“Advisers should inventory all conflicts of interest arising from the type of advisory fee charged (such as, asset-based fees, performance-based fees, wrap fees), as well as compensation derived from proprietary products, third-parties in connection with the recommendation or sale of certain investments, revenue sharing arrangements, and principal trading,” Haugh said.

Advisors should also review each supervised person’s compensation structure and disclose any conflicts of interest these structures create, she said.

Advisors also need to include in their summaries whether their financial professionals are compensated based on the amount of client assets they service, the time and complexity required to meet a client’s needs, the products sold, product sales commissions, or revenue the firm earns from the financial professional’s advisory services or recommendations.

Since there is supposed to be consistency between advisors’ Form ADV and Form CRS, firms should review them side-by-side to ensure there is consistency, Haugh said. This review should include disclosures of additional compensation that a supervised person receives for providing investment advisory services, including sales awards and other prizes, as well as bonuses based on the number of sales, client referrals, or new accounts. This additional compensation must be explained on Form CRS.

Advice that bears repeating: “Advisers should evaluate conflicts as perceived from a retail investor’s perspective, even if the firm believes the conflicts are mitigated,” Haugh said.

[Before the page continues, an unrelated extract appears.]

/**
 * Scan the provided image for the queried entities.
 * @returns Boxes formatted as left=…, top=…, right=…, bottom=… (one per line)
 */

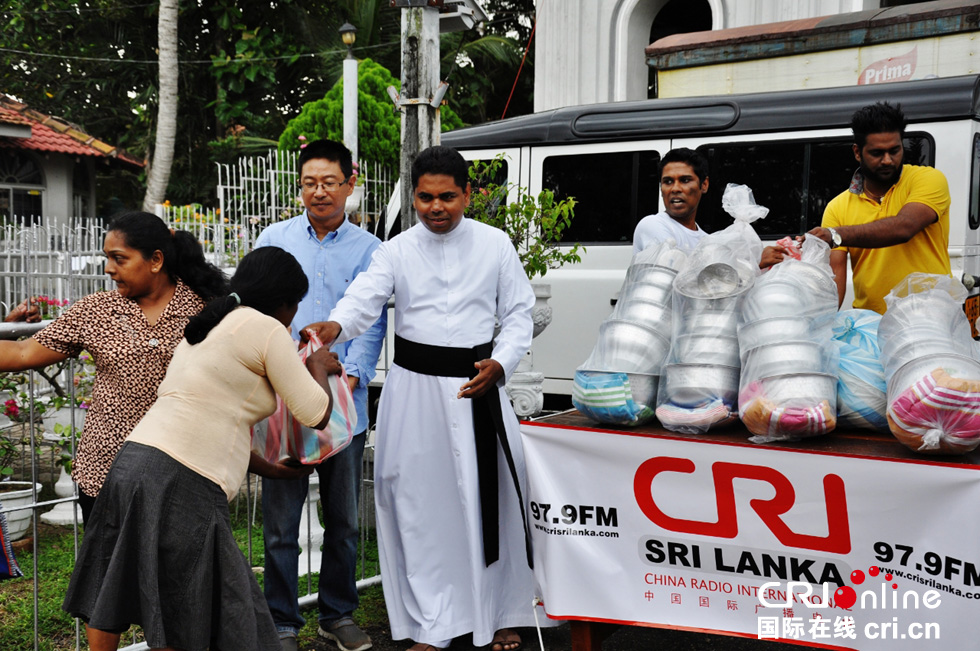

For example, a firm may not consider asset-based fees to create conflicts of interest, particularly where neither the firm nor any of its associated persons earn any additional compensation. However, as the SEC pointed out in Form CRS instructions, asset-based fees can present a conflict because they incentivize firms to encourage clients to invest additional funds in their accounts.

“Importantly, language regarding how conflicts will be mitigated or minimized is not permitted in Form CRS since the purpose of the summary is to highlight for investors that conflicts of interest exist,” Haugh said.

To help retail investors compare and contrast working with different types of firms and zero in on firms’ potential conflicts, the SEC is also mandating standard “Conversation Starters.”

The questions that clients are encouraged to ask their financial advisor are:

  1. Given my financial situation, why should I choose an advisory account? Why should I choose a brokerage account?
  2. Do the math for me. How much would I pay per year for an advisory account? How much for a typical brokerage account? What would make those fees more or less? What services will I receive for those fees?
  3. What additional costs should I expect in connection with my account?
  4. Tell me how you and your firm make money in connection with my account. Do you or your firm receive any payments from anyone besides me in connection with my investments?
  5. What are the most common conflicts of interest in your advisory and brokerage accounts? Explain how you will address those conflicts when providing services to my account.
  6. How will you choose investments to recommend for my account?
  7. How often will you monitor my account’s performance and offer investment advice?
  8. Do you or your firm have a disciplinary history? For what type of conduct?
  9. What is your relevant experience, including your licenses, education and other qualifications? Please explain what the abbreviations in your licenses are and what they mean.
  10. Who is the primary contact person for my account, and is he or she a representative of an investment adviser or a broker-dealer? What can you tell me about his or her legal obligations to me? If I have concerns about how this person is treating me, who can I talk to?

How firms and advisors answer the questions will no doubt be carefully examined by SEC and Finra regulators.